- President Joe Biden met with historians at the White House last week, The Washington Post reported.
- People familiar with the conversation said they warned Biden about the rise of totalitarianism around the world.
- They also made comparisons to before the Civil War and pro-fascism sentiments around World War II.
President Joe Biden privately met with a group of historians at the White House last week who warned him about ongoing threats to democracy, The Washington Post reported Wednesday.
Sources familiar with the August 4 meeting, which lasted nearly two hours, told the outlet the experts described the current moment as among the most dangerous to Democracy in modern history.
The people in the meeting included Princeton University history professor Sean Wilentz, University of Virginia historian Allida Black, journalist Anne Applebaum, and presidential historian Michael Beschloss. Also in the meeting was speechwriters for Biden, including Vinay Reddy and Jon Meacham, and White House senior adviser Anita Dunn.
The small group almost exclusively discussed totalitarianism around the world and threats to American democracy, according to The Post.
The outlet reported the scholars compared the current state of affairs to the era that preceded the Civil War, as well as fascist movements that emerged ahead of World War II. They specifically noted Abraham Lincoln's 1860 election and President Franklin D. Roosevelt's 1940 election.

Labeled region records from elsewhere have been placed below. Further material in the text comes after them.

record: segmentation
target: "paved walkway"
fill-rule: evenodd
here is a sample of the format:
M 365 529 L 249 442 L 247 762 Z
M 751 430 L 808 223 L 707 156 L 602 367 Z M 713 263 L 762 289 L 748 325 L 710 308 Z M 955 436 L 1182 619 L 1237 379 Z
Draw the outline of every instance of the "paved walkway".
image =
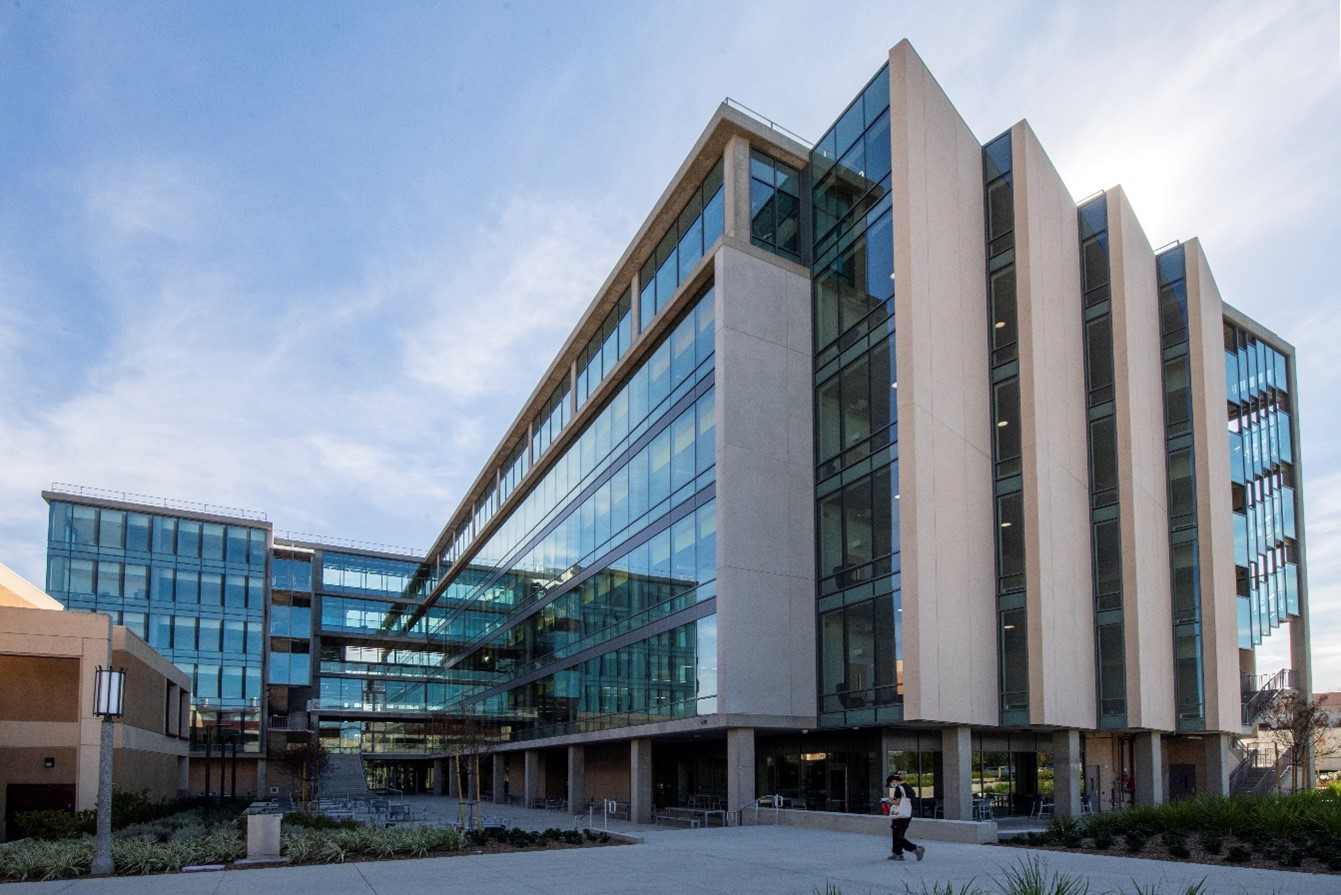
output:
M 417 801 L 417 800 L 412 800 Z M 449 808 L 448 800 L 436 800 Z M 502 806 L 500 806 L 502 808 Z M 492 806 L 491 806 L 492 809 Z M 558 812 L 507 809 L 534 829 L 571 827 Z M 502 813 L 499 810 L 498 813 Z M 567 824 L 552 823 L 567 819 Z M 0 895 L 814 895 L 834 886 L 843 895 L 921 895 L 933 886 L 957 891 L 976 882 L 996 891 L 1003 868 L 1037 853 L 1049 872 L 1089 882 L 1092 895 L 1136 895 L 1159 886 L 1184 895 L 1204 880 L 1206 892 L 1231 895 L 1336 895 L 1337 876 L 1176 864 L 1117 856 L 1026 852 L 998 845 L 928 843 L 927 859 L 886 859 L 885 836 L 831 833 L 793 827 L 632 831 L 638 845 L 511 855 L 463 855 L 319 867 L 122 876 L 55 883 L 9 883 Z M 905 888 L 907 887 L 907 888 Z

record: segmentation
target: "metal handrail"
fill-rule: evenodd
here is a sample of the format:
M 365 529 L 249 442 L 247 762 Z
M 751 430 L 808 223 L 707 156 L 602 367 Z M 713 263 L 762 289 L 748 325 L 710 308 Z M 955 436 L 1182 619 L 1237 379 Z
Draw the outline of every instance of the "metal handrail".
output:
M 791 137 L 793 140 L 795 140 L 798 144 L 801 144 L 806 149 L 810 149 L 810 148 L 813 148 L 815 145 L 814 142 L 806 140 L 805 137 L 802 137 L 797 131 L 787 130 L 786 127 L 783 127 L 782 125 L 779 125 L 772 118 L 768 118 L 767 115 L 759 114 L 758 111 L 755 111 L 750 106 L 744 105 L 743 102 L 738 102 L 738 101 L 732 99 L 731 97 L 727 97 L 725 98 L 725 103 L 728 106 L 731 106 L 732 109 L 739 109 L 740 111 L 746 113 L 747 115 L 750 115 L 751 118 L 754 118 L 759 123 L 768 125 L 768 127 L 771 127 L 772 130 L 776 130 L 780 134 L 786 134 L 787 137 Z
M 1294 688 L 1294 670 L 1281 668 L 1278 672 L 1266 678 L 1261 682 L 1261 686 L 1252 687 L 1258 682 L 1255 675 L 1244 675 L 1243 683 L 1243 726 L 1247 727 L 1258 718 L 1262 717 L 1271 703 L 1275 702 L 1277 696 L 1283 694 L 1286 690 Z
M 241 507 L 220 506 L 217 503 L 198 503 L 196 501 L 178 501 L 176 498 L 157 498 L 149 494 L 94 488 L 87 484 L 70 484 L 68 482 L 52 482 L 51 490 L 56 494 L 67 494 L 76 498 L 138 503 L 141 506 L 161 507 L 164 510 L 182 510 L 185 513 L 201 513 L 204 515 L 223 515 L 232 517 L 235 519 L 248 519 L 252 522 L 268 521 L 267 515 L 259 510 L 244 510 Z

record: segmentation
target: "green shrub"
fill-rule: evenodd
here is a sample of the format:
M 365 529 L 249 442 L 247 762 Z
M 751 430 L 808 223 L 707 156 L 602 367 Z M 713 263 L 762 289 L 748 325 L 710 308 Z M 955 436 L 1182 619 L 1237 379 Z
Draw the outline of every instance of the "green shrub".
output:
M 300 814 L 292 812 L 284 814 L 284 827 L 302 827 L 304 829 L 362 829 L 362 824 L 353 820 L 333 820 L 326 814 Z
M 15 814 L 15 821 L 25 837 L 46 841 L 93 836 L 97 831 L 97 812 L 71 812 L 60 808 L 23 810 Z
M 1085 895 L 1089 883 L 1080 876 L 1047 874 L 1047 863 L 1034 855 L 1012 867 L 1002 868 L 1006 876 L 998 884 L 1002 895 Z
M 1058 845 L 1075 848 L 1084 839 L 1084 825 L 1074 817 L 1053 817 L 1047 821 L 1047 836 Z
M 0 880 L 70 879 L 89 872 L 93 840 L 24 841 L 0 845 Z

Some of the experts said to have been in the meeting have spoken publicly about threats to democracy. For instance Applebaum, a staff writer at The Atlantic, published a book in 2020 called "Twilight of Democracy: The Seductive Lure of Authoritarianism" about the rise of right-wing populism and democratic decline.
The White House did not immediately respond to Insider's request for comment.

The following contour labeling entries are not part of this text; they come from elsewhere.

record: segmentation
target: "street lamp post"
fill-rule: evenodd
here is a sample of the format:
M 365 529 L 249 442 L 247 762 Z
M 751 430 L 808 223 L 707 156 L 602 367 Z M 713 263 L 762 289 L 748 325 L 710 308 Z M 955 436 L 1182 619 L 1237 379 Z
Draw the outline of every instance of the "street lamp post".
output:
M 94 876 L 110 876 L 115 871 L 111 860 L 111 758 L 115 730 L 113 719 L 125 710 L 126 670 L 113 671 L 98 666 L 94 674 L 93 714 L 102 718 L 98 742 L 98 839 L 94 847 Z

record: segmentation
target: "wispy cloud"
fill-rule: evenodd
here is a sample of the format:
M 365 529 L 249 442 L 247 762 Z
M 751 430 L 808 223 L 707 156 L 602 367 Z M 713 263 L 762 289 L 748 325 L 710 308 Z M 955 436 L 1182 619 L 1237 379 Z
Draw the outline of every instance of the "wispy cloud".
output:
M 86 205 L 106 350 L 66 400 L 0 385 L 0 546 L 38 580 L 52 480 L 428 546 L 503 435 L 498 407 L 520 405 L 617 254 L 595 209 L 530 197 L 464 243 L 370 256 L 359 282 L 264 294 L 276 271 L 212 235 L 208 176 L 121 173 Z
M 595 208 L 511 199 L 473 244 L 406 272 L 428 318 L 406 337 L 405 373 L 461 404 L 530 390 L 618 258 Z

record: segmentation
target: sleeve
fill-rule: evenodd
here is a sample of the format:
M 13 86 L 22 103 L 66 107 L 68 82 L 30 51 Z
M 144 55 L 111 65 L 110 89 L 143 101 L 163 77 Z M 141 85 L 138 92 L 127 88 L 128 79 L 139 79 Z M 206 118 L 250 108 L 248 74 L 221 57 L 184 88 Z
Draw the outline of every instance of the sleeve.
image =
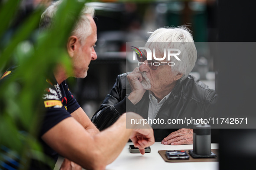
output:
M 69 91 L 68 86 L 65 82 L 63 82 L 62 84 L 67 98 L 67 110 L 71 113 L 80 107 L 80 106 Z
M 92 117 L 92 122 L 100 130 L 109 127 L 123 113 L 136 107 L 126 96 L 126 76 L 119 75 L 110 93 L 107 95 L 100 109 Z M 126 110 L 126 104 L 129 105 L 129 110 Z

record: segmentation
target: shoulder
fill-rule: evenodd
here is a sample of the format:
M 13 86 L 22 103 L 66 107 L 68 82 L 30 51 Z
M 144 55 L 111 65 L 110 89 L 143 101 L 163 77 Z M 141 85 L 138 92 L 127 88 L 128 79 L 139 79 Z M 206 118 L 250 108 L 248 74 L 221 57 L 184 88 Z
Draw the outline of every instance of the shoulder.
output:
M 201 103 L 211 101 L 217 94 L 215 91 L 193 76 L 188 75 L 181 83 L 182 94 Z

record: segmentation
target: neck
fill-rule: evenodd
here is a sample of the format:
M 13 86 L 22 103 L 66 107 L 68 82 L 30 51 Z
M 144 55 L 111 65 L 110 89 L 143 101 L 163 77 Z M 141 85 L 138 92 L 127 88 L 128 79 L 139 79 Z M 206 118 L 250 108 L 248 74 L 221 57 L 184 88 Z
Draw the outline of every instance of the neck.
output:
M 157 99 L 157 101 L 159 103 L 169 93 L 170 93 L 176 85 L 176 82 L 175 81 L 173 82 L 173 83 L 171 84 L 169 87 L 168 87 L 168 88 L 165 88 L 165 89 L 160 89 L 159 91 L 150 91 L 152 93 L 152 94 L 155 96 L 156 98 Z
M 56 70 L 54 72 L 54 76 L 57 81 L 57 82 L 59 85 L 68 78 L 65 70 L 61 66 L 57 67 Z

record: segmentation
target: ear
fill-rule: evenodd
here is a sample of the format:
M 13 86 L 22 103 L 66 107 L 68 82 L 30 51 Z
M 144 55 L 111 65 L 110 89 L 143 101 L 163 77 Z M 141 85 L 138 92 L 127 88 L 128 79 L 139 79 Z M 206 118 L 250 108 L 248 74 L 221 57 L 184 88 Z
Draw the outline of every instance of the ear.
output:
M 182 74 L 181 72 L 178 72 L 178 74 L 177 74 L 176 75 L 175 75 L 175 76 L 174 76 L 174 80 L 177 81 L 177 80 L 178 80 L 179 79 L 180 79 L 180 78 L 181 78 L 182 76 L 183 76 L 183 74 Z
M 76 36 L 72 35 L 68 38 L 67 43 L 67 50 L 69 56 L 71 57 L 74 56 L 75 51 L 78 47 L 78 39 Z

The meeting was in step with Biden's habit of seeking outside experts to provide guidance on domestic and foreign policy issues. He also met with former President Bill Clinton in May to discuss inflation and the midterms, and with a group of foreign-policy experts in January ahead of an anticipated Russian invasion of Ukraine.

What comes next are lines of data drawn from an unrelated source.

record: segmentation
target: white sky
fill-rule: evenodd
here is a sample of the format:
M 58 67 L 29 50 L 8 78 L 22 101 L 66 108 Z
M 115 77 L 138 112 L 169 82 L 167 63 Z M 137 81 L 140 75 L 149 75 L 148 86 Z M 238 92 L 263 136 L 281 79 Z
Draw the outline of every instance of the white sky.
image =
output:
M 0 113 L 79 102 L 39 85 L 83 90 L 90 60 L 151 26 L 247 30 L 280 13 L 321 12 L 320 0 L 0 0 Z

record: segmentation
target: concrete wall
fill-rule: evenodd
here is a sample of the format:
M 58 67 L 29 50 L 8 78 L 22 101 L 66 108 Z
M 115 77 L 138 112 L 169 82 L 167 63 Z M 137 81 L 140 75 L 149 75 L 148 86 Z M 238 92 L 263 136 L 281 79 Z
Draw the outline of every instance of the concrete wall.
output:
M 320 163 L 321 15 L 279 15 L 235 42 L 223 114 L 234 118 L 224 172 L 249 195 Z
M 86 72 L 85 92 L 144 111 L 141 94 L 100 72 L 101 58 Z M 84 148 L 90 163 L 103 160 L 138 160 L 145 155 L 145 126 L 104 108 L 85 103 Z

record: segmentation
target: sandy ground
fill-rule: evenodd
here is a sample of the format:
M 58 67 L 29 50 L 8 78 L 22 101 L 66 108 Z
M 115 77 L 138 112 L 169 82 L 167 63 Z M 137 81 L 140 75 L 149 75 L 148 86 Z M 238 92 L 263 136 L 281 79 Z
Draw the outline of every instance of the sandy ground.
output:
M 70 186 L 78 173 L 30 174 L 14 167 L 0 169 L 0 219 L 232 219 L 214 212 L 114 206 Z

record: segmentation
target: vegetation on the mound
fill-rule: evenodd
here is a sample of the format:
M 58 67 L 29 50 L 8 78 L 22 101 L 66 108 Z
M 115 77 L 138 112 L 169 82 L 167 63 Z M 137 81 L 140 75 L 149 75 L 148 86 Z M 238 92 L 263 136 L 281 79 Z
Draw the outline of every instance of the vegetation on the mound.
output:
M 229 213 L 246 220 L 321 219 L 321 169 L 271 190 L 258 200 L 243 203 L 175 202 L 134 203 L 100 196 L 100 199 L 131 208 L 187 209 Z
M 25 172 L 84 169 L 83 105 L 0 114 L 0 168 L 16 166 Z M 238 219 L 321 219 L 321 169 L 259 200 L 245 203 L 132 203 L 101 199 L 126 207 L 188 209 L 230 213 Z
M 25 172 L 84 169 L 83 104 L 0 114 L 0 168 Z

The meetings also continue a tradition of US presidents seeking big picture context from historians that started with President Ronald Reagan but stalled under former President Donald Trump, according to The Post.
Historians have publicly been sounding the alarm on threat to democracy in recent years, especially after the insurrection at the Capitol on January 6, 2021.
Historian Ruth Ben-Ghiat told Insider's Charles R. Davis in June that the Capitol attack, which she described as an attempted coup, still poses a threat to US democracy. Ken Hughes, another historian and expert on Watergate, told Insider's Erin Snodgrass in July that democracy is in a "dangerous" position as the systems that usually protect against a presidential abuse of power are no longer functioning.